为揭示金属冶炼废渣堆场生态修复多年后,废渣-植物-凋落物系统中养分循环和系统维持机制。该研究以实现生态修复6 a的黔西北铅锌冶炼废渣堆场上土荆芥(Dysphania ambrosioides)、芦竹(Arundo donax)、刺槐(Robinia pseudoacacia)、构树(Broussonetia papyrifera)和柳杉(Cryptomeria fortunei)五种优势修复植物为对象,分析它们的主要营养器官(细根、粗根、茎/干、枝、叶片)、地表凋落物、植被下方表层废渣(0～10 cm)中碳(C)、氮(N)、磷(P)含量及化学计量特征,探讨它们之间的相互关系。
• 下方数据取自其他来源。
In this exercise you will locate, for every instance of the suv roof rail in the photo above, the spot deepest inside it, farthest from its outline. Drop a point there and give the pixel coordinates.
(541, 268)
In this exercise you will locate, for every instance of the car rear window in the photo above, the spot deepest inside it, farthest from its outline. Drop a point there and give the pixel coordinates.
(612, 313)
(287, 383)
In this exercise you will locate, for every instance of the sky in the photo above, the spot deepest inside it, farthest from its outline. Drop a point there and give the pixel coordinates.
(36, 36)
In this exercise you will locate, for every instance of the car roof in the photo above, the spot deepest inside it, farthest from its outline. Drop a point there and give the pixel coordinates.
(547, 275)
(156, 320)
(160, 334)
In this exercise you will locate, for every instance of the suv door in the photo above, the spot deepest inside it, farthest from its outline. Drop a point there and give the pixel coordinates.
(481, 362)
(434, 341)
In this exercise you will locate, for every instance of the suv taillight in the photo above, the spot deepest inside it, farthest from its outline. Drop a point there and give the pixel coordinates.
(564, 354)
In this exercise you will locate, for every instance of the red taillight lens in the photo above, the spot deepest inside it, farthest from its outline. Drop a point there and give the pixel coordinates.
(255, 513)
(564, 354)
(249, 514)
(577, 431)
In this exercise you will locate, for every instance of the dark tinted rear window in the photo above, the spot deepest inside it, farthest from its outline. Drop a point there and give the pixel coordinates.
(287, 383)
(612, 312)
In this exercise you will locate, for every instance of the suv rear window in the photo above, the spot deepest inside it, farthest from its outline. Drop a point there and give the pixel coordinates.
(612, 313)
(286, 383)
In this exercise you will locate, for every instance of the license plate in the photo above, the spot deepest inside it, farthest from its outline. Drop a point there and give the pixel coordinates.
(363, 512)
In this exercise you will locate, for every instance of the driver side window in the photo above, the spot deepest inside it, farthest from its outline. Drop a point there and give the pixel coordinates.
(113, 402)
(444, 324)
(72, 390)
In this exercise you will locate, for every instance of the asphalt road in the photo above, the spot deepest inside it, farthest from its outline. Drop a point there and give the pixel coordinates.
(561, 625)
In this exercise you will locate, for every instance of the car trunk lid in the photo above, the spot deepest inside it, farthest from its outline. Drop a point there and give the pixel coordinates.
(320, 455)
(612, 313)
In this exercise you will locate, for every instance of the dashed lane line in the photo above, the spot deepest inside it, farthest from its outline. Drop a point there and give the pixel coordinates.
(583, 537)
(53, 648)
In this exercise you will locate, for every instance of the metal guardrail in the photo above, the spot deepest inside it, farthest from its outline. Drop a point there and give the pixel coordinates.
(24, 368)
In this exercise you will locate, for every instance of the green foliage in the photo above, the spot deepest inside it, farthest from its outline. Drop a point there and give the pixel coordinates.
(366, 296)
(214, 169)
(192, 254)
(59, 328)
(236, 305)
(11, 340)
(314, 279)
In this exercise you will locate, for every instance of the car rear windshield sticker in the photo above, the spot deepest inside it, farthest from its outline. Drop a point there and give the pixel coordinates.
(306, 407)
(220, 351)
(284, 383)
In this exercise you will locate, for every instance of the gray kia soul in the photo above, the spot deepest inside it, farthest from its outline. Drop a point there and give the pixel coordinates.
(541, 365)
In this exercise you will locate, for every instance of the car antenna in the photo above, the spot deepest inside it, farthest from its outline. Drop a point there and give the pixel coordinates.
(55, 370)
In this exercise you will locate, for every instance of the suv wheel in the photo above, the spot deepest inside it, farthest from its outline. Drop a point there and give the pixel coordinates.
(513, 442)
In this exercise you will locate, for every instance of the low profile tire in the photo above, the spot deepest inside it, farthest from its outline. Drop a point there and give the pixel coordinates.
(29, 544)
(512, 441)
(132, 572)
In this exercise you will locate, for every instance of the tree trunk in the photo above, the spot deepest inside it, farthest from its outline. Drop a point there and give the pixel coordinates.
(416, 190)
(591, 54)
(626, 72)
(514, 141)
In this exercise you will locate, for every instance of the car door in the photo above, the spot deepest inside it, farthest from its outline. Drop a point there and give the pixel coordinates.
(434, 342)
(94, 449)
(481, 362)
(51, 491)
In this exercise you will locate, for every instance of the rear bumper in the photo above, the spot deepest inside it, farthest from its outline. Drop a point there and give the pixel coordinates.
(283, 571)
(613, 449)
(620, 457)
结果表明:不同植物、不同营养器官间C、N、P的含量具有显著差异(P<0.05),C平均含量在两种草本植物中为茎>叶片>根>凋落物,在三种乔木中为干>枝>细根>粗根>叶片>凋落物; N和P的分布在草本植物中分别为叶片>凋落物>根>茎和叶片>根>凋落物>茎,在三种乔木中均为叶片>细根>凋落物>粗根>枝>干。五种植物中,柳杉各营养器官及凋落物中C含量均高于其他植物,N、P含量呈相反的规律; 刺槐中N含量最高。C:N和C:P在五种植物营养器官与凋落物中的变化规律跟N、P的分布相反,说明C:N和C:P分别主要受N和P含量影响。相关性分析指出,草本植物的N:P受N和P共同影响,三种乔木的N:P主要由N的分布决定,同时受到枝和叶片中P含量影响。五种植物中,仅豆科类刺槐的叶片N:P大于16,在系统中生长受P限制,其他植物生长均受N限制,说明刺槐更能适应贫瘠的废渣环境,建议在修复贫瘠的废渣堆场时优先选择豆科类植物作为先锋植物,改善基质养分条件。植被下方表层废渣中C、N、P含量基本都低于植物各营养器官及凋落物,不同修复植物下方对应的表层废渣中C、N、P含量间具有显著差异(P<0.05),草本植物修复下的废渣中C、N、P含量低于乔木修复下的含量。废渣-植物-凋落物体系中N、P、N:P之间的相关性分析显示,植物细根和凋落物中N、P含量与废渣中N、P含量及化学计量比关系更密切。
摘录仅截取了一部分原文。